The disclosure document must contain all material facts, including specific information set out in the various Acts. It must also be certified by certain officers of the franchisor. A disclosure document with an unsigned certificate is considered no disclosure by the Courts. Simply attaching the proposed agreements (i.e. sublease) to the document is not sufficient either. A separate section setting out the key terms of attached agreements is to be included.

There is a “rigorous duty to disclose all material facts.” (6862829 Canada Limited et al. v. Dollar lt Limited et al). Material facts are broadly defined and include information about the business, operations, capital or control of the franchisor or about the system that would reasonably be expected to have a significant effect on the value of the franchise or the decision to enter into the franchise. This broad definition leaves room for unsatisfied franchisees to argue a breach of the requirement to disclose.

Disclosure of material facts must be current. There is a continuing obligation to disclose material changes in the business, operations, capital or control of the franchisor, a change in the franchise system or a decision to implement a change which occurs after the initial disclosure but before the execution of the franchise agreement. Franchisors should not have a franchisee sign additional documents after disclosure that were not included in the disclosure. There is an obligation to re-disclose in some situations.

The information is to be provided in one document. The perspective franchisee should not be required to take additional steps to find the information required by the Acts. Alberta, Prince Edward Island and New Brunswick allow for “substantial compliance” to the extent that there is some leeway. This is not the case in Ontario where piecemeal disclosure is no disclosure (1490664 Ontario Ltd. v. Dig This Garden Retailers Ltd.).

The consequence of improper disclosure could be the difference between a 60 day rescission period versus a 2 year period wherein the improperly disclosed franchisee is entitled to the return of funds invested in acquiring and operating the franchise (i.e. accounting fees, legal fees, and loan interest). Personal liability of the officers who signed the disclosure document is also a possibility.

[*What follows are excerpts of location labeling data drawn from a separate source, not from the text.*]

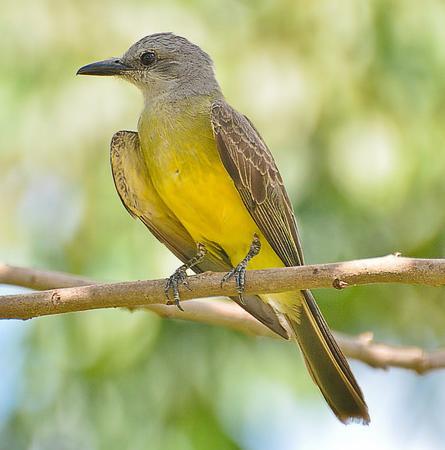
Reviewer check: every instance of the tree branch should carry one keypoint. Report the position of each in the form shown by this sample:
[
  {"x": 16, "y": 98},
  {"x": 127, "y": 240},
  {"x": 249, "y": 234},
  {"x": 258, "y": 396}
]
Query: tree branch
[{"x": 70, "y": 293}]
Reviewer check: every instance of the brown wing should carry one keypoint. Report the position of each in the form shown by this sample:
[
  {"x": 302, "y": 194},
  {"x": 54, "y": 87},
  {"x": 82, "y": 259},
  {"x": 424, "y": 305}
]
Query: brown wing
[
  {"x": 252, "y": 168},
  {"x": 140, "y": 198}
]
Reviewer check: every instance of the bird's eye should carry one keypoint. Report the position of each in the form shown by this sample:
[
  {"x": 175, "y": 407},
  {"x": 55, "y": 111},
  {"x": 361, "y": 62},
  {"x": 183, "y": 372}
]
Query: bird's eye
[{"x": 148, "y": 58}]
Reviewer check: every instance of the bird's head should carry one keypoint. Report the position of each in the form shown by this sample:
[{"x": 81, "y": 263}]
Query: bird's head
[{"x": 160, "y": 64}]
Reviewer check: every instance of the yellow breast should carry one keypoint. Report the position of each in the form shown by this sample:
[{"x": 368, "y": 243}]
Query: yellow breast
[{"x": 184, "y": 163}]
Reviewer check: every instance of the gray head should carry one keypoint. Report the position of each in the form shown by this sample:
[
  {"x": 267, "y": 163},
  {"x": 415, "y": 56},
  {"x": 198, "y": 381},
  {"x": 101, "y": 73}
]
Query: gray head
[{"x": 162, "y": 64}]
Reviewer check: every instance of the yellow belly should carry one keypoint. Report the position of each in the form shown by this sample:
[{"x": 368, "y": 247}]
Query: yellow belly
[{"x": 189, "y": 176}]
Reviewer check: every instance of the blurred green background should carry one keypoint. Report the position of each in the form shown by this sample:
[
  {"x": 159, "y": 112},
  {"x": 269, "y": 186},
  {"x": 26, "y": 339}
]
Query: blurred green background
[{"x": 350, "y": 97}]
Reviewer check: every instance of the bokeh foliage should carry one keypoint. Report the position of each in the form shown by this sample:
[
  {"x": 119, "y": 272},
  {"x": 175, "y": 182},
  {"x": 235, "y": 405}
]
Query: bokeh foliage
[{"x": 350, "y": 98}]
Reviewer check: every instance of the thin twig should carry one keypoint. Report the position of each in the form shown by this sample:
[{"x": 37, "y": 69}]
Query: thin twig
[{"x": 226, "y": 313}]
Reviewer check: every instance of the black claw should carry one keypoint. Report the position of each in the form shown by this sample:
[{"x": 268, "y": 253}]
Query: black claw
[
  {"x": 239, "y": 272},
  {"x": 180, "y": 276},
  {"x": 173, "y": 282}
]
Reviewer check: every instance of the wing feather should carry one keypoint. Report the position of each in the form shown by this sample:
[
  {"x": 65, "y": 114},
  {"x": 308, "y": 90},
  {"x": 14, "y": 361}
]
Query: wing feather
[
  {"x": 140, "y": 198},
  {"x": 254, "y": 172}
]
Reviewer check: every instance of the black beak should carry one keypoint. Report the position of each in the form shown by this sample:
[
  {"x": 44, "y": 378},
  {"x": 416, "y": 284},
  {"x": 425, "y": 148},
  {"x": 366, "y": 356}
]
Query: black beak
[{"x": 104, "y": 68}]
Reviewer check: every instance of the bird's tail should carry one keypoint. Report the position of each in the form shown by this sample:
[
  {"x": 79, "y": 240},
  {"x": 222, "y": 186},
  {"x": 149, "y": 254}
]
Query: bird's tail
[{"x": 327, "y": 364}]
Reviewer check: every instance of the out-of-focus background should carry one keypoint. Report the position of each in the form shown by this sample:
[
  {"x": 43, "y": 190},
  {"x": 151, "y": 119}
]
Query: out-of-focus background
[{"x": 350, "y": 97}]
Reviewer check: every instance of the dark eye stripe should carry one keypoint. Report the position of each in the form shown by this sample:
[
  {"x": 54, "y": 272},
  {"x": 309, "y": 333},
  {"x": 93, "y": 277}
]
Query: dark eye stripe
[{"x": 148, "y": 58}]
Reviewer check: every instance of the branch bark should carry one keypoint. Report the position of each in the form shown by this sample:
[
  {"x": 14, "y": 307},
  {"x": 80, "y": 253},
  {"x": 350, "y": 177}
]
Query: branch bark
[{"x": 67, "y": 293}]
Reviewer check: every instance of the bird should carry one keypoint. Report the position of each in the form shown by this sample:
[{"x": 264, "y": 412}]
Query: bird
[{"x": 201, "y": 178}]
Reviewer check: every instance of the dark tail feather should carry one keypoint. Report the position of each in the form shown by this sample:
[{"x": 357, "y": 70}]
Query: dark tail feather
[{"x": 327, "y": 364}]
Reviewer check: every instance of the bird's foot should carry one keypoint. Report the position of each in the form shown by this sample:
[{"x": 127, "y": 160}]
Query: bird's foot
[
  {"x": 239, "y": 272},
  {"x": 180, "y": 276}
]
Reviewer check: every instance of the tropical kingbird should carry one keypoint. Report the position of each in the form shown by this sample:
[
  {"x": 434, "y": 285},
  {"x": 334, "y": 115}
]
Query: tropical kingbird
[{"x": 201, "y": 178}]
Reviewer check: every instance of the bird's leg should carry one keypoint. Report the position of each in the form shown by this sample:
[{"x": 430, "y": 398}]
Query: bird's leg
[
  {"x": 180, "y": 275},
  {"x": 239, "y": 272}
]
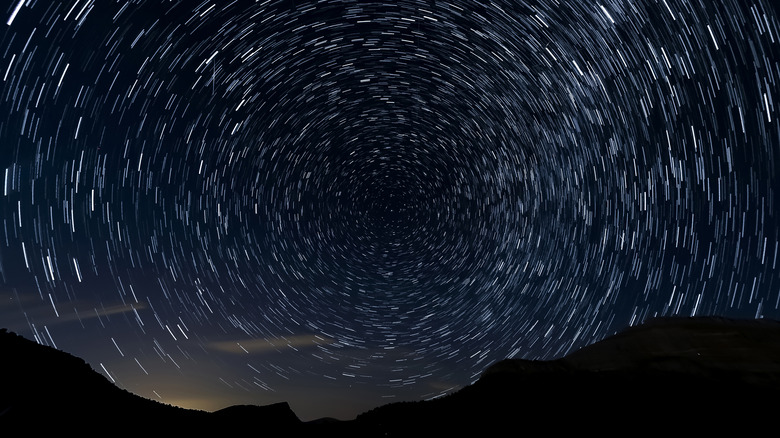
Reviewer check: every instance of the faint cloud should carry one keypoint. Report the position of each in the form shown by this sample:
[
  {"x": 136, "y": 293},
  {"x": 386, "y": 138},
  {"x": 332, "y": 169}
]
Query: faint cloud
[{"x": 265, "y": 345}]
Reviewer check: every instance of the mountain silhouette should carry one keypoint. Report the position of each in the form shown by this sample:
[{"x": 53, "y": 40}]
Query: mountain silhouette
[{"x": 669, "y": 376}]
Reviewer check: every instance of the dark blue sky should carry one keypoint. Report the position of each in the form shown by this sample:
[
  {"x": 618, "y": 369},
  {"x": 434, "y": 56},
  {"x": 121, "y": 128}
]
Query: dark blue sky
[{"x": 342, "y": 204}]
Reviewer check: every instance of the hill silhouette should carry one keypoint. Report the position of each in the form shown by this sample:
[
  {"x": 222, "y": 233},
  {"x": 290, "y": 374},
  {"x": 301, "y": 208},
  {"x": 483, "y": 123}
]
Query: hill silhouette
[{"x": 669, "y": 376}]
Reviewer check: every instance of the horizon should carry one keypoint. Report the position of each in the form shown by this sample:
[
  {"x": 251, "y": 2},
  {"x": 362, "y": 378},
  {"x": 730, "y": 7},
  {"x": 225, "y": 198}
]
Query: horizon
[{"x": 342, "y": 204}]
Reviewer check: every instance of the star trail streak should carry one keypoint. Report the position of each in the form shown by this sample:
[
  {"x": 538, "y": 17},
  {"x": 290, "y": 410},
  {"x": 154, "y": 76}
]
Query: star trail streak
[{"x": 341, "y": 204}]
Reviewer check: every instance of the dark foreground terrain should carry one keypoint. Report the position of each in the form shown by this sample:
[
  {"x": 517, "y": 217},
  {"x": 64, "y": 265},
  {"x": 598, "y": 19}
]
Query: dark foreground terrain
[{"x": 668, "y": 377}]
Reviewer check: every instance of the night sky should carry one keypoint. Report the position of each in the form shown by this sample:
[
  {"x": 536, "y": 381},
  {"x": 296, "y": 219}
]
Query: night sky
[{"x": 343, "y": 204}]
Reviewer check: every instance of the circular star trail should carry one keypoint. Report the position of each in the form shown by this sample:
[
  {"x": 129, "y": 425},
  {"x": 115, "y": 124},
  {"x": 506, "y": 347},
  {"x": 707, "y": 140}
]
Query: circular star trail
[{"x": 289, "y": 197}]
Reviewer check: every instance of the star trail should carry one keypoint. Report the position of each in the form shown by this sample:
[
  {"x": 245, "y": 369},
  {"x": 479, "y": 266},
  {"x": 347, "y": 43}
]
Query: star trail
[{"x": 342, "y": 204}]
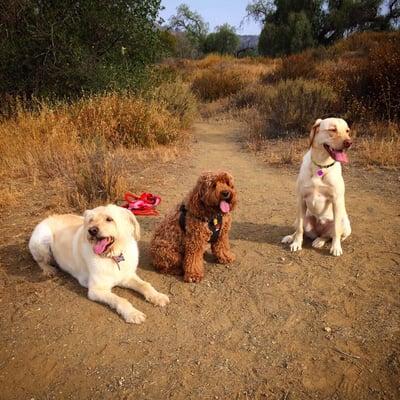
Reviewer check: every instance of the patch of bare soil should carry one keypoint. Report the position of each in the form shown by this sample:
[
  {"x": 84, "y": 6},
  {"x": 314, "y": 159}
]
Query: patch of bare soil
[{"x": 274, "y": 325}]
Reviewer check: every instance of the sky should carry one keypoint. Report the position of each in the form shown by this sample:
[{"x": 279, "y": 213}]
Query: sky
[{"x": 216, "y": 12}]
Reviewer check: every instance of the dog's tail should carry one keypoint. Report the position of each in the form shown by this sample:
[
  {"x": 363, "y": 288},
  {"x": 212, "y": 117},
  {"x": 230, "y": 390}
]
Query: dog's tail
[{"x": 40, "y": 247}]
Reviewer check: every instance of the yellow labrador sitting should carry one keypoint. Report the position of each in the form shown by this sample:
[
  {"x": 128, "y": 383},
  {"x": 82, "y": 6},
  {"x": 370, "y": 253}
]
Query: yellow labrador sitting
[
  {"x": 100, "y": 250},
  {"x": 321, "y": 211}
]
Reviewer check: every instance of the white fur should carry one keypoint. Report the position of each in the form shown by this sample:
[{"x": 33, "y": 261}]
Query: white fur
[
  {"x": 65, "y": 240},
  {"x": 322, "y": 197}
]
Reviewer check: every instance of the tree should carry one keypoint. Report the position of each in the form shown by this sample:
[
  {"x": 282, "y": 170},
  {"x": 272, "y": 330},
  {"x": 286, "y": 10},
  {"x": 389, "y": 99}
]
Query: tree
[
  {"x": 63, "y": 47},
  {"x": 259, "y": 10},
  {"x": 290, "y": 26},
  {"x": 224, "y": 40},
  {"x": 191, "y": 23}
]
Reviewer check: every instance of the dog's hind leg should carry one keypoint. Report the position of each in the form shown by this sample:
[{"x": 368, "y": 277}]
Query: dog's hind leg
[
  {"x": 346, "y": 227},
  {"x": 121, "y": 305},
  {"x": 147, "y": 290},
  {"x": 40, "y": 248}
]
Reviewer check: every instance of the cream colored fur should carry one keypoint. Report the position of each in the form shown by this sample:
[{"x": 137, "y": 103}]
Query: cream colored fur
[
  {"x": 65, "y": 240},
  {"x": 321, "y": 200}
]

Well informed prospective franchisees will have been advised when improper disclosure has been provided and to use the failure of the franchisor as a “get out of jail free card”, testing the franchise knowing that there is the ability to invoke their right to a refund.

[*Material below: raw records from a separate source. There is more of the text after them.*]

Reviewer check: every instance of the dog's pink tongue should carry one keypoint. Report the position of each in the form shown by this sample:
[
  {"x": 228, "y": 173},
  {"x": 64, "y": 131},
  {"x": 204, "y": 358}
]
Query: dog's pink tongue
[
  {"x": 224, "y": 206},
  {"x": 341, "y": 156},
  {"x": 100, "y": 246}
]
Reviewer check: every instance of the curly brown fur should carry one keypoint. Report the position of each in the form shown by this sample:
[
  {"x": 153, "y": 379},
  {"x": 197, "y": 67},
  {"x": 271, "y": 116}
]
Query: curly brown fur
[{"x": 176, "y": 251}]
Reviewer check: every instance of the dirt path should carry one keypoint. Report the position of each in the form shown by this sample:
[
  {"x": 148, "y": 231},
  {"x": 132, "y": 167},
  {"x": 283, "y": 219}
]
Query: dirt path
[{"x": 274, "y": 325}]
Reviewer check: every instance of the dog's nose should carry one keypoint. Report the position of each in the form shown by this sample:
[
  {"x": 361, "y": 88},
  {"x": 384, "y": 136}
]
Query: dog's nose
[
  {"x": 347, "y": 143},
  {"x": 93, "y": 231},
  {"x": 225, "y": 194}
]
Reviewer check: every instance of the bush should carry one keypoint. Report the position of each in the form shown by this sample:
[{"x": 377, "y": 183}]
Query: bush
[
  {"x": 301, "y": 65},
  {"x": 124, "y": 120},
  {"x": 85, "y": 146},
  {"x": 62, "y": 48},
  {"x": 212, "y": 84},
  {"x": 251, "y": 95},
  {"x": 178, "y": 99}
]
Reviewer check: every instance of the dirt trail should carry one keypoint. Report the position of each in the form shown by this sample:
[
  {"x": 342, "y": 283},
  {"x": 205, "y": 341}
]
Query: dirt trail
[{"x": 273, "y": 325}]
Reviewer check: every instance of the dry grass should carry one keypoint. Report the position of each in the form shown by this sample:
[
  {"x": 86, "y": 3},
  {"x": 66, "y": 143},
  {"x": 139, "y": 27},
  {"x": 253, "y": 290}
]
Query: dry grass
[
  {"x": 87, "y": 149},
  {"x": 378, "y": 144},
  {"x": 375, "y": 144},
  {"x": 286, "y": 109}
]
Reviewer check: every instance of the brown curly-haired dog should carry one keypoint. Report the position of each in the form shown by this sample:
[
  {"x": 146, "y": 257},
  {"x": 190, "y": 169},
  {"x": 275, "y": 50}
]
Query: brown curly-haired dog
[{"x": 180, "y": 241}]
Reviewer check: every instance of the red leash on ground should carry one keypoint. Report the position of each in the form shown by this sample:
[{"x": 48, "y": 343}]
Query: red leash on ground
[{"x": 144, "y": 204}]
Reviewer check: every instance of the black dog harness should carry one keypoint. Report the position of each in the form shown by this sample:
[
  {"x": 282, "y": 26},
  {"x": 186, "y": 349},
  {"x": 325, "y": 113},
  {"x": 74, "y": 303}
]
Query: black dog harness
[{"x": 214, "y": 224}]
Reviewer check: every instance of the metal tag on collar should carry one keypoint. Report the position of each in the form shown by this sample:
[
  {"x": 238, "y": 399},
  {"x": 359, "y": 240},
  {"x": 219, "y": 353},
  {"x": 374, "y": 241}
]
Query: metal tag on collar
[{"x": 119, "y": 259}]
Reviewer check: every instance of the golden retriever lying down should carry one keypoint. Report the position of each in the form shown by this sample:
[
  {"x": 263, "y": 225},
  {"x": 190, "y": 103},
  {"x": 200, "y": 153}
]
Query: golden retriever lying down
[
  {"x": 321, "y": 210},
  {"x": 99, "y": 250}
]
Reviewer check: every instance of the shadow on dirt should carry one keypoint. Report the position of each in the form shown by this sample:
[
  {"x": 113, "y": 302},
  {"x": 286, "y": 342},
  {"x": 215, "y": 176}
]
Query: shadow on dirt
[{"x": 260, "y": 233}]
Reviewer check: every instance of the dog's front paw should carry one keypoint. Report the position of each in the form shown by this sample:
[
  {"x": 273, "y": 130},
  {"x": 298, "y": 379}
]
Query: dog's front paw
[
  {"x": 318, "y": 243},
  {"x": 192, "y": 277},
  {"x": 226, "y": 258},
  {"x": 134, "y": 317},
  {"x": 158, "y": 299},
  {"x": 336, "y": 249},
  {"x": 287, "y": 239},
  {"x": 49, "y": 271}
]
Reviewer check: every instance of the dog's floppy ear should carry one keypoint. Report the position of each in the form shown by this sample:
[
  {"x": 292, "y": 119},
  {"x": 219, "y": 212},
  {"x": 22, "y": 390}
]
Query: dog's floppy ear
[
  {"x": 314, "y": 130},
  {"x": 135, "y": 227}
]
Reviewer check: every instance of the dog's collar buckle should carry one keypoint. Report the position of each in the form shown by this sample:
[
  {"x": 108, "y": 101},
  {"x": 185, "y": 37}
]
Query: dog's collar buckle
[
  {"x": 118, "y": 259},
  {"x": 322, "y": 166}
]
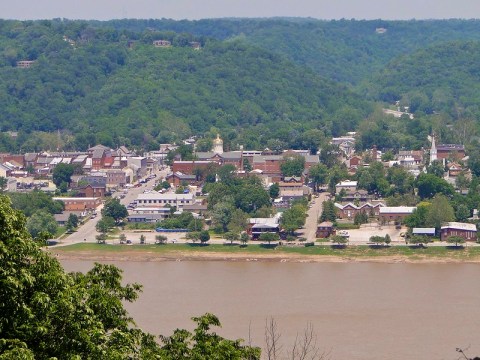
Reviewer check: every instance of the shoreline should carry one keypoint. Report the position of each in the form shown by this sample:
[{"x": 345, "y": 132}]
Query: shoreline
[{"x": 150, "y": 256}]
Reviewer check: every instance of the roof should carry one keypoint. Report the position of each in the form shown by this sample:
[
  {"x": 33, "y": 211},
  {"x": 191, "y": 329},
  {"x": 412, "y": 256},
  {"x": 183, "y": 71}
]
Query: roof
[
  {"x": 460, "y": 226},
  {"x": 347, "y": 183},
  {"x": 99, "y": 147},
  {"x": 450, "y": 147},
  {"x": 74, "y": 199},
  {"x": 264, "y": 221},
  {"x": 181, "y": 176},
  {"x": 263, "y": 158},
  {"x": 167, "y": 196},
  {"x": 423, "y": 231},
  {"x": 397, "y": 209},
  {"x": 359, "y": 207},
  {"x": 204, "y": 155}
]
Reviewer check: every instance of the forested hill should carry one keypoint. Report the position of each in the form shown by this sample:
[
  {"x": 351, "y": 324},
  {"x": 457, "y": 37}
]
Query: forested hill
[
  {"x": 345, "y": 50},
  {"x": 115, "y": 87},
  {"x": 441, "y": 79}
]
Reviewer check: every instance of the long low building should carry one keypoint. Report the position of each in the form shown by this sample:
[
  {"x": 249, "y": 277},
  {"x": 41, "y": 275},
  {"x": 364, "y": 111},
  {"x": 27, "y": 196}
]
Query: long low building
[
  {"x": 79, "y": 203},
  {"x": 395, "y": 213},
  {"x": 464, "y": 230},
  {"x": 155, "y": 199}
]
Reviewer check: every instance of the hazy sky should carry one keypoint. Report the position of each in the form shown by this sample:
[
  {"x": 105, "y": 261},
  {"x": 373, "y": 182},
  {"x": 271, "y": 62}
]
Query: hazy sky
[{"x": 196, "y": 9}]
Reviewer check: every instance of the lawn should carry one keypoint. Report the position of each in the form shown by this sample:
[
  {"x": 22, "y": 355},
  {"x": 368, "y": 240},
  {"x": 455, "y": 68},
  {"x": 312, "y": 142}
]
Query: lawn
[{"x": 467, "y": 253}]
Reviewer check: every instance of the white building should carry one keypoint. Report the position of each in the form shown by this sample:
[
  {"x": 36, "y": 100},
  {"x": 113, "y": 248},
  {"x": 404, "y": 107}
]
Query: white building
[
  {"x": 155, "y": 199},
  {"x": 346, "y": 185}
]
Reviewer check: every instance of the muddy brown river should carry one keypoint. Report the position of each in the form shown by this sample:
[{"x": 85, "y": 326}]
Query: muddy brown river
[{"x": 358, "y": 310}]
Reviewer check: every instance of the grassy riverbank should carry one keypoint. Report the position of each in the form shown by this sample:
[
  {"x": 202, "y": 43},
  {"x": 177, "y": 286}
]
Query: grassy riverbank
[{"x": 258, "y": 252}]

Franchisors need to be extra careful given the tools available to prospective franchisees such as the internet. It is not always clear what the obligation to disclose entails and when it ends. Disclose too little and a franchisor risks a claim for incomplete disclosure. The Acts allow for some exceptions to disclosure however the burden of proving that an exemption from disclosure exists is on the franchisor. As a general rule, when in doubt, disclose.